Where the 'extended' data is actually several orders of magnitude larger than
the file that supposedly contains it.. so Somewhere either the record is getting
corrupted or mis-parsed, I dont know which 8-(.

While I can't make my test data publically available, I will send something to
Glen which can hopefully assist in hunting down the glitch(es).

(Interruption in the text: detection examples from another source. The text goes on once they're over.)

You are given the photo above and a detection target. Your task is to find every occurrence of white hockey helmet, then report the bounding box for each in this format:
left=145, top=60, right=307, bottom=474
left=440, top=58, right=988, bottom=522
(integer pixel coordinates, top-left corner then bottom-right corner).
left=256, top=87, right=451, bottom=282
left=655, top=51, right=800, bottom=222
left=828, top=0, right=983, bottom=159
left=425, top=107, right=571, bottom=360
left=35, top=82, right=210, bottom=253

Comment 7 Andy Oliver 2002-05-28 01:55:14 UTC
Oh wow, maybe this one actually uses the ExtSSTRecord!  We never could find a
sheet that actually used/needed this.  Question: This is all western version of
Excel right?  (meaning a western european/US version of excel and/or western
european/US language)
Comment 8 Daniel Stephens 2002-05-28 02:00:26 UTC
Yup. US English everywhere (Though there are a goodly number of european accents
in there for good measure (in fact, whether you like it or not, excel seems to
take perverse pleasure in accenting Creme even when you dont want it to).

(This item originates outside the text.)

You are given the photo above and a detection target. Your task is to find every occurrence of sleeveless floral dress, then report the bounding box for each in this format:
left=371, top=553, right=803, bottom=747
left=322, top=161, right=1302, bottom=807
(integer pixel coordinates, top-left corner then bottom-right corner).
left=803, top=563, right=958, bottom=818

Comment 9 Andy Oliver 2002-05-28 02:02:35 UTC
Good that should work.  Can you do a org.apache.poi.hssf.dev.BiffViewer on it
and see if the ExtSSTRecord looks like it actually has something that looks
meaningful in it?  It sounds like this stuff may be just the kind of jackpot we
need to track that record down!  (I'm still guessing, this may prove to just be
more Rich Text issues)
Comment 10 Glen Stampoultzis 2002-05-28 03:29:11 UTC
Oh oh... looks like I didn't know what I would be getting myself in for 
here!  :-)
Comment 11 Glen Stampoultzis 2002-06-10 02:41:09 UTC
Fixed in 1.5 branch and in trunk.  Should now correctly read rich text and
extended text with no problems.  The offical release will be 1.5.1.